Now, the total number of cars on the road crossed a billion in 2010, and is expected to reach 2.5 billion by 2050. The batteries powering battery electric cars like the Tesla Roadster require about 12.7 kg of lithium each to make (hybrid electric vehicles require 0.09 kg each). With country after country announcing that it will replace liquid fuel-driven with electric cars, it is worth remembering that – even with a 25% increase in battery efficiency – an all-electric global fleet in 2050 will require over 30 million tonnes of lithium.
Enter thermal power
These calculations show that, as has happened with ethanol, not long after the world starts shifting to these technologies, the rising demand for these metals will push their prices into the stratosphere and bring the shift to a halt. By then another decade will have been lost – time that the world can no longer afford.

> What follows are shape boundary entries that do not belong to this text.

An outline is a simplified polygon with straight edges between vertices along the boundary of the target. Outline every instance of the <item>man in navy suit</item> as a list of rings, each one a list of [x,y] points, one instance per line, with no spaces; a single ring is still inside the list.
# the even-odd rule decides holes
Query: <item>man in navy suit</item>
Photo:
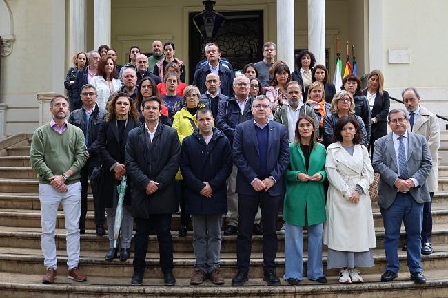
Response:
[[[384,223],[384,248],[387,265],[381,281],[397,277],[397,253],[401,222],[404,220],[407,242],[407,266],[411,279],[426,282],[422,259],[421,235],[423,204],[431,200],[427,178],[432,167],[428,142],[423,136],[407,131],[409,119],[403,109],[389,112],[392,132],[375,142],[372,164],[380,175],[380,206]]]
[[[236,125],[234,136],[240,232],[236,248],[238,273],[232,285],[242,286],[248,279],[252,226],[260,206],[263,226],[263,280],[269,286],[280,286],[275,275],[276,223],[285,193],[283,172],[289,162],[288,138],[284,125],[269,120],[271,102],[267,97],[256,97],[252,112],[254,119]]]

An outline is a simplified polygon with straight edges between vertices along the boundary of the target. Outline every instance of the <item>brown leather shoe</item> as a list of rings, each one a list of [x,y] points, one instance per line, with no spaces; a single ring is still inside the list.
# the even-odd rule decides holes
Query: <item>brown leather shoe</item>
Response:
[[[50,268],[42,279],[42,284],[52,284],[56,279],[56,269]]]
[[[214,284],[224,284],[224,277],[221,274],[221,270],[216,268],[213,270],[209,275],[208,278]]]
[[[85,281],[87,280],[87,277],[81,273],[78,267],[69,270],[67,277],[75,281]]]
[[[198,285],[205,279],[207,279],[207,274],[202,270],[195,269],[193,275],[192,275],[192,279],[190,280],[190,284]]]

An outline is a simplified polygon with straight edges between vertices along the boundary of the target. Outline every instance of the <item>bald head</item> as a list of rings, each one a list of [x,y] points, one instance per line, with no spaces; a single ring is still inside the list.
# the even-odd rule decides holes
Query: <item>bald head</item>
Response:
[[[207,91],[212,96],[216,96],[219,91],[219,86],[221,86],[221,81],[219,76],[213,72],[210,72],[205,77],[205,86]]]

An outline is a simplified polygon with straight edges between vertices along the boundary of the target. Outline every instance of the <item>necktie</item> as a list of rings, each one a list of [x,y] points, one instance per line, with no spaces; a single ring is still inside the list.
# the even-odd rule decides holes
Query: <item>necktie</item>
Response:
[[[400,141],[400,145],[398,145],[398,171],[400,172],[400,178],[402,179],[408,179],[409,177],[407,173],[406,152],[405,151],[405,144],[403,143],[404,138],[405,137],[403,136],[398,138],[398,140]]]
[[[414,127],[414,116],[416,115],[416,114],[413,111],[411,113],[409,113],[409,123],[411,123],[411,131],[412,131],[412,128]]]

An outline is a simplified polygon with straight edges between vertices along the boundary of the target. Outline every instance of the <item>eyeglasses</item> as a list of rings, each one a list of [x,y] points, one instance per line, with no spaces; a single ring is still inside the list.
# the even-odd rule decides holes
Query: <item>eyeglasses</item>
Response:
[[[83,96],[87,96],[88,95],[89,96],[93,96],[94,95],[96,95],[95,92],[83,92],[81,94]]]
[[[254,109],[270,109],[271,106],[269,105],[262,105],[261,103],[257,103],[256,105],[252,105]]]
[[[398,119],[389,120],[389,122],[392,124],[403,123],[406,121],[405,118],[399,118]]]

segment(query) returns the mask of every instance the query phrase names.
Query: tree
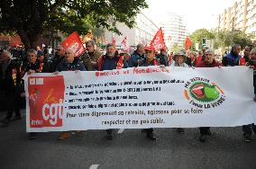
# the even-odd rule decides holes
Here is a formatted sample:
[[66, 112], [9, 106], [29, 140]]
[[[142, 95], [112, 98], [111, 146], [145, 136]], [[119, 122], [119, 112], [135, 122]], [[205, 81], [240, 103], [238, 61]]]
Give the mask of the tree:
[[182, 49], [182, 47], [180, 47], [178, 43], [174, 43], [172, 48], [171, 48], [171, 51], [174, 53], [178, 52], [180, 49]]
[[[206, 38], [206, 40], [214, 40], [215, 35], [213, 31], [199, 29], [194, 31], [189, 37], [191, 38], [193, 44], [199, 43], [199, 49], [202, 49], [202, 39]], [[194, 48], [195, 45], [193, 46], [192, 50], [195, 50]]]
[[16, 32], [26, 48], [34, 47], [44, 31], [86, 34], [88, 25], [117, 33], [114, 22], [132, 28], [145, 0], [1, 0], [0, 33]]
[[[253, 42], [253, 39], [255, 39], [255, 36], [253, 34], [246, 34], [244, 31], [242, 31], [240, 30], [233, 30], [233, 44], [239, 44], [242, 49], [243, 49], [246, 45], [252, 45], [255, 46], [255, 43]], [[227, 30], [221, 30], [219, 32], [216, 32], [216, 40], [215, 40], [215, 46], [222, 48], [222, 49], [227, 49], [228, 47], [233, 46], [231, 41], [232, 39], [232, 32]]]

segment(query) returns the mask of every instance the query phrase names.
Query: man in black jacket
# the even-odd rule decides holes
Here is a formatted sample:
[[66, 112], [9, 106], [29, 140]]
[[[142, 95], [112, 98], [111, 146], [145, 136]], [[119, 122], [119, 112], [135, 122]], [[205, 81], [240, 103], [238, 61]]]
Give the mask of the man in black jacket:
[[[249, 54], [249, 59], [247, 65], [253, 68], [253, 86], [254, 86], [254, 98], [253, 100], [256, 102], [256, 49], [252, 49]], [[254, 124], [248, 124], [242, 126], [243, 131], [243, 140], [246, 143], [250, 143], [251, 141], [251, 130], [256, 134], [256, 126]]]
[[[7, 126], [10, 120], [21, 119], [19, 108], [21, 74], [20, 67], [12, 60], [11, 53], [7, 50], [3, 50], [0, 60], [0, 87], [5, 92], [7, 104], [6, 117], [1, 122], [4, 126]], [[12, 119], [14, 111], [15, 116]]]

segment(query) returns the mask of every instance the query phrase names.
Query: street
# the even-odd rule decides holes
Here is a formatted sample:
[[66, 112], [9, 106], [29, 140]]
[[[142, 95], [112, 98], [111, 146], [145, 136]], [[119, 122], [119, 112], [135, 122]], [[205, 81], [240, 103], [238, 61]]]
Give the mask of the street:
[[[87, 130], [59, 141], [59, 132], [40, 133], [29, 140], [25, 115], [0, 128], [0, 168], [256, 168], [256, 138], [244, 143], [242, 128], [212, 128], [208, 142], [197, 129], [157, 129], [156, 142], [141, 129], [116, 129], [113, 140], [104, 130]], [[1, 112], [1, 119], [5, 112]]]

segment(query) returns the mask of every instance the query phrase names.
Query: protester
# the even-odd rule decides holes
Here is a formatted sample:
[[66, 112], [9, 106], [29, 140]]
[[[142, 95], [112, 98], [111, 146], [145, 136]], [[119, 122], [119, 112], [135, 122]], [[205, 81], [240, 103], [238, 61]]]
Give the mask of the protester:
[[51, 71], [50, 66], [47, 58], [45, 58], [42, 51], [37, 51], [37, 58], [39, 61], [39, 68], [36, 70], [36, 72], [50, 73]]
[[243, 58], [245, 59], [245, 62], [249, 62], [250, 60], [250, 52], [252, 49], [252, 46], [251, 45], [246, 45], [246, 47], [244, 48], [243, 49]]
[[142, 63], [142, 60], [145, 59], [145, 49], [143, 44], [138, 44], [137, 49], [132, 54], [131, 58], [129, 60], [129, 67], [138, 67], [139, 64]]
[[[120, 57], [112, 43], [106, 45], [106, 53], [98, 59], [98, 70], [114, 70], [123, 67], [123, 56]], [[107, 139], [113, 138], [113, 129], [106, 129]]]
[[56, 49], [56, 54], [52, 58], [51, 62], [51, 71], [56, 70], [57, 66], [64, 60], [65, 58], [65, 49], [61, 45], [59, 45]]
[[95, 49], [95, 43], [93, 40], [86, 42], [87, 52], [83, 58], [83, 64], [87, 71], [97, 70], [97, 60], [101, 57], [101, 53]]
[[198, 52], [198, 56], [195, 58], [193, 65], [194, 65], [195, 67], [198, 67], [198, 65], [202, 62], [202, 58], [203, 58], [203, 51], [200, 50], [200, 51]]
[[[208, 49], [205, 52], [205, 59], [203, 62], [201, 62], [197, 67], [222, 67], [223, 65], [219, 62], [217, 62], [215, 58], [215, 52], [211, 49]], [[207, 140], [207, 136], [212, 135], [212, 132], [210, 130], [209, 127], [200, 127], [200, 137], [199, 140], [201, 142], [206, 142]]]
[[[75, 53], [72, 49], [68, 49], [65, 51], [64, 59], [57, 66], [54, 75], [58, 75], [58, 72], [61, 71], [85, 71], [86, 68], [82, 63], [79, 62], [79, 59], [75, 58]], [[80, 131], [77, 131], [79, 133]], [[69, 131], [62, 132], [58, 139], [63, 140], [67, 139], [70, 136]]]
[[159, 55], [157, 55], [156, 58], [158, 58], [160, 60], [160, 65], [164, 65], [165, 67], [169, 66], [166, 49], [161, 49], [160, 53]]
[[223, 58], [222, 63], [224, 67], [233, 67], [241, 66], [243, 64], [243, 58], [239, 55], [241, 51], [241, 46], [235, 44], [232, 47], [232, 49], [229, 54]]
[[[37, 58], [38, 57], [38, 58]], [[51, 70], [50, 66], [46, 61], [44, 61], [43, 53], [41, 50], [36, 51], [33, 49], [28, 49], [27, 51], [27, 58], [29, 63], [27, 64], [26, 67], [24, 68], [25, 72], [28, 75], [33, 73], [50, 73]], [[29, 133], [30, 139], [36, 138], [35, 132]]]
[[[178, 53], [177, 53], [173, 58], [173, 62], [171, 63], [170, 67], [188, 67], [188, 65], [186, 64], [186, 54], [184, 51], [180, 50]], [[177, 131], [179, 134], [184, 134], [185, 130], [183, 128], [177, 128]]]
[[[249, 49], [248, 48], [245, 49]], [[244, 50], [245, 50], [244, 49]], [[249, 66], [251, 68], [253, 68], [253, 86], [254, 86], [254, 98], [253, 100], [256, 102], [256, 49], [251, 49], [251, 51], [249, 54], [248, 63], [247, 66]], [[256, 134], [256, 125], [248, 124], [242, 126], [242, 131], [243, 131], [243, 140], [246, 143], [251, 142], [251, 129], [254, 131], [254, 134]]]
[[[151, 47], [146, 47], [146, 58], [143, 59], [141, 63], [139, 63], [139, 67], [149, 67], [149, 66], [159, 66], [160, 62], [158, 59], [155, 58], [154, 49]], [[152, 128], [144, 129], [142, 132], [147, 134], [147, 137], [151, 140], [156, 140], [157, 138], [154, 134], [154, 129]]]
[[[20, 93], [21, 93], [21, 73], [19, 66], [12, 60], [11, 53], [3, 50], [0, 56], [0, 88], [4, 91], [6, 100], [6, 117], [1, 120], [3, 126], [7, 126], [10, 120], [21, 120]], [[3, 102], [2, 102], [3, 103]], [[15, 116], [13, 117], [13, 113]]]

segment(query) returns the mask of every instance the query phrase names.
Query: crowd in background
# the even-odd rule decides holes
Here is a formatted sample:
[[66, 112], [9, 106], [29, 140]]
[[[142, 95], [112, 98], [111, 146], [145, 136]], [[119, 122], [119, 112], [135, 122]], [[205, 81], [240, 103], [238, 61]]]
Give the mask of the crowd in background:
[[[114, 44], [107, 44], [105, 53], [96, 49], [94, 41], [86, 43], [86, 52], [79, 58], [75, 57], [71, 49], [62, 46], [56, 49], [5, 48], [0, 53], [0, 94], [1, 110], [6, 110], [6, 117], [1, 120], [3, 126], [10, 121], [21, 120], [20, 107], [23, 102], [23, 82], [22, 77], [32, 73], [54, 73], [59, 71], [103, 71], [133, 67], [214, 67], [248, 66], [254, 69], [253, 83], [255, 87], [256, 49], [248, 45], [241, 56], [241, 46], [233, 45], [231, 51], [222, 60], [216, 59], [215, 51], [204, 49], [198, 52], [187, 52], [184, 49], [177, 53], [167, 54], [165, 49], [154, 51], [151, 47], [138, 44], [136, 50], [129, 53], [126, 50], [116, 50]], [[254, 94], [255, 94], [254, 90]], [[253, 98], [256, 102], [256, 97]], [[205, 142], [211, 135], [210, 128], [202, 127], [199, 140]], [[253, 124], [242, 127], [244, 141], [251, 142], [251, 129], [256, 133]], [[184, 129], [177, 129], [183, 134]], [[144, 129], [143, 132], [151, 139], [156, 140], [153, 129]], [[79, 133], [80, 131], [76, 131]], [[69, 131], [62, 132], [59, 139], [63, 140], [70, 136]], [[36, 133], [30, 133], [30, 138], [36, 138]], [[106, 129], [106, 138], [113, 138], [113, 129]]]

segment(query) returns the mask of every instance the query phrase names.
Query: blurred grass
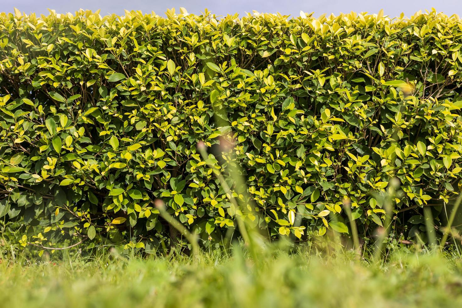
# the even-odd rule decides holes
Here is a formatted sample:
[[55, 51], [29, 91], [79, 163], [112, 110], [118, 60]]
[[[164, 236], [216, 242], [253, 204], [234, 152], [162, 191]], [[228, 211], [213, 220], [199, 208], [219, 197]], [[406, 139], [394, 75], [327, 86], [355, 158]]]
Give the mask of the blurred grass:
[[386, 263], [353, 253], [281, 250], [257, 260], [235, 249], [130, 260], [103, 256], [59, 264], [0, 265], [4, 307], [462, 307], [462, 263], [401, 250]]

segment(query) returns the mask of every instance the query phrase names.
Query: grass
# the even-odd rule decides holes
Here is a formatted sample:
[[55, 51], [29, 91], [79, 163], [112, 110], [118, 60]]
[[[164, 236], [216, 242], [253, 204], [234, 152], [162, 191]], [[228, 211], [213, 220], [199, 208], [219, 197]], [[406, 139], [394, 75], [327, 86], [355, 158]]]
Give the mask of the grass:
[[437, 253], [401, 250], [379, 263], [350, 252], [276, 250], [256, 260], [238, 249], [233, 254], [4, 262], [0, 302], [11, 308], [462, 306], [462, 263]]

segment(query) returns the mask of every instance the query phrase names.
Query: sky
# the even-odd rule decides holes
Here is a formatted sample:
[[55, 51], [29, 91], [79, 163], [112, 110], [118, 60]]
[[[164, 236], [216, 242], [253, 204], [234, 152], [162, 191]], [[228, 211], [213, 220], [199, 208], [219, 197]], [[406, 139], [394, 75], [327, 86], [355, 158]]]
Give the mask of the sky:
[[26, 13], [48, 14], [47, 8], [58, 13], [73, 12], [79, 9], [101, 9], [100, 14], [123, 14], [124, 9], [140, 10], [143, 12], [154, 11], [163, 15], [167, 9], [185, 8], [189, 13], [200, 13], [207, 8], [218, 15], [228, 13], [251, 12], [275, 13], [300, 16], [300, 11], [314, 12], [315, 16], [324, 13], [337, 14], [367, 12], [377, 13], [383, 9], [385, 15], [391, 17], [403, 12], [409, 16], [422, 10], [434, 7], [437, 11], [450, 15], [462, 16], [462, 0], [0, 0], [0, 12], [12, 12], [16, 7]]

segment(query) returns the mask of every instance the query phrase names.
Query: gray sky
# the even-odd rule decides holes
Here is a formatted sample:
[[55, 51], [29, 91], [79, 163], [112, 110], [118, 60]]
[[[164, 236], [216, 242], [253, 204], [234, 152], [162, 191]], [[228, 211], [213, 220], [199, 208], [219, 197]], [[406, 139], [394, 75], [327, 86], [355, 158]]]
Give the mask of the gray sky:
[[318, 16], [324, 13], [368, 12], [377, 13], [383, 9], [385, 15], [395, 17], [404, 12], [409, 16], [416, 12], [430, 10], [432, 6], [447, 15], [462, 16], [462, 0], [0, 0], [0, 12], [12, 12], [16, 7], [29, 13], [48, 14], [47, 8], [57, 12], [73, 12], [79, 9], [95, 10], [101, 14], [122, 14], [124, 9], [141, 10], [143, 12], [154, 11], [164, 15], [167, 9], [181, 6], [189, 13], [199, 13], [205, 8], [217, 15], [238, 12], [243, 14], [253, 10], [263, 12], [279, 12], [299, 16], [300, 10], [314, 12]]

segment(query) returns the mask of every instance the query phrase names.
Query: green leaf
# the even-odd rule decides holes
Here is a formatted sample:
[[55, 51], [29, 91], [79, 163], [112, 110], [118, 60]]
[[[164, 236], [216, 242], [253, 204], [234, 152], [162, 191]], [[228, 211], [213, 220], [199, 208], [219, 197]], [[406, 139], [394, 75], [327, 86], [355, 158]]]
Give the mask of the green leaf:
[[329, 225], [332, 229], [340, 233], [348, 233], [348, 227], [345, 223], [340, 221], [331, 221]]
[[385, 72], [385, 66], [383, 65], [383, 62], [381, 61], [378, 64], [378, 74], [381, 77], [383, 76], [384, 72]]
[[48, 131], [50, 132], [53, 136], [56, 132], [56, 122], [55, 121], [53, 118], [48, 118], [45, 121], [45, 125], [48, 129]]
[[118, 196], [125, 192], [123, 188], [114, 188], [109, 193], [109, 196]]
[[87, 232], [87, 236], [88, 236], [88, 238], [91, 240], [92, 240], [95, 238], [95, 236], [96, 235], [96, 230], [95, 229], [95, 227], [92, 225], [88, 228], [88, 231]]
[[66, 99], [62, 97], [59, 93], [57, 93], [56, 92], [50, 92], [49, 94], [51, 98], [55, 101], [58, 101], [61, 103], [66, 103]]
[[113, 149], [117, 150], [117, 148], [119, 147], [119, 139], [113, 135], [109, 139], [109, 144], [111, 145]]
[[207, 62], [207, 66], [208, 66], [212, 71], [214, 71], [217, 72], [220, 72], [221, 71], [219, 67], [212, 62]]
[[444, 164], [444, 167], [449, 169], [452, 163], [452, 158], [449, 155], [445, 155], [443, 157], [443, 163]]
[[61, 181], [61, 182], [59, 183], [60, 186], [66, 186], [69, 185], [71, 183], [74, 182], [74, 180], [72, 179], [64, 179]]
[[217, 100], [217, 97], [218, 96], [218, 91], [216, 90], [212, 90], [210, 92], [210, 102], [213, 103]]
[[169, 71], [169, 73], [170, 75], [173, 75], [173, 73], [175, 72], [175, 69], [176, 68], [176, 66], [175, 65], [175, 62], [172, 61], [171, 59], [169, 60], [167, 62], [167, 69]]
[[383, 226], [383, 225], [382, 223], [382, 220], [380, 220], [380, 218], [379, 218], [378, 216], [377, 216], [376, 214], [374, 214], [373, 213], [371, 214], [371, 218], [372, 218], [372, 221], [374, 223], [375, 223], [378, 225], [380, 226], [381, 227]]
[[207, 220], [205, 224], [205, 230], [210, 235], [215, 230], [215, 223], [213, 219]]
[[116, 82], [119, 80], [122, 80], [122, 79], [125, 79], [125, 75], [123, 74], [120, 72], [116, 72], [109, 76], [108, 81], [109, 82]]
[[23, 102], [29, 106], [34, 106], [33, 102], [29, 98], [23, 98]]
[[20, 153], [17, 153], [10, 158], [10, 163], [16, 166], [23, 161], [23, 158], [24, 158], [24, 157]]
[[427, 146], [425, 143], [422, 141], [418, 142], [417, 149], [419, 150], [419, 152], [420, 153], [421, 155], [425, 156], [425, 153], [427, 152]]
[[53, 138], [52, 143], [53, 144], [53, 149], [58, 154], [61, 152], [61, 148], [62, 147], [62, 143], [61, 139], [57, 135]]
[[389, 80], [385, 82], [383, 85], [391, 85], [394, 87], [405, 87], [407, 86], [407, 83], [403, 80]]
[[111, 168], [117, 168], [117, 169], [122, 169], [127, 167], [127, 164], [123, 163], [111, 163], [109, 165]]
[[128, 195], [135, 199], [143, 199], [143, 195], [138, 189], [130, 189], [128, 191]]
[[175, 200], [175, 203], [178, 205], [181, 206], [183, 205], [184, 203], [184, 199], [183, 199], [183, 196], [182, 196], [179, 193], [177, 193], [173, 197], [173, 199]]
[[320, 195], [320, 194], [321, 193], [319, 192], [319, 189], [318, 189], [317, 188], [315, 189], [313, 191], [313, 193], [311, 193], [311, 196], [310, 197], [310, 199], [311, 199], [311, 202], [314, 202], [316, 200], [317, 200], [318, 198], [319, 198], [319, 196]]
[[113, 224], [120, 224], [123, 223], [127, 221], [127, 218], [124, 217], [117, 217], [112, 219]]

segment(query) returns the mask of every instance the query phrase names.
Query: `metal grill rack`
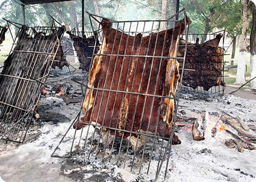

Salvation lies not in solar PV but solar thermal power. CSP power plants require only mild steels, aluminium and silver-backed mirrors to generate power. Solar thermal power has a big advantage: by using molten salt instead of water to capture the Sun’s heat, it can provide steam to turbines at up to 1,000º C, far higher than the 593º currently needed by advanced supercritical boilers in the conventional power industry. (Higher the temperature, greater the efficiency of heat transfer.)
More importantly, when stored in well-designed tanks, a mixture of molten sodium and potassium nitrates has been found to lose 3% of its heat in 24 hours. As a result, solar thermal power plants in Spain, Morocco, Dubai, Saudi Arabia, South Africa and elsewhere are now supplying up to 20 hours of guaranteed power from solar heat alone.
Best of all, CSP power prices are also plummeting, from 15.9 ¢ (Rs 11.60) a unit in the third phase of the 580-MW plant completed at Ouarzazate, Morocco, only a year ago to 7.3 ¢ (Rs 4.90) for a 700-MW plant to be constructed in Dubai by 2020.
While Modi has been making grand promises about what India will do in the solar energy sector, India has fallen steadily behind even small developing countries in performance. In 2013, there were 50-100 MW CSP plants power plants on the drawing boards. Today only two are operational, and there is not a single solar thermal power plant, large or small, in the works.
The reason is that while CSP plants can deliver up to four times as much power as solar PV plants, they also cost nearly four times as much to build. This makes the cost of the plant highly sensitive to interest rates and delays in the provision of infrastructure by the state. India’s prohibitive interest rates (11% against Dubai’s 4%) and the delays that the bureaucracy has imposed on the pioneers in this field have made sure no one will venture into CSP power plants. This is despite the fact that India has more than 50,000 km2 of hot and cold desert available for setting them up.
Prior to launching its 700 MW project, the Dubai Electricity and Water Authority divided its detailed planning into four parts: legal framework, infrastructure, finance and skill-building. Construction began only after all four were in place. India could learn from Dubai’s example.
Prem Shankar Jha is a journalist who lives and works in Delhi.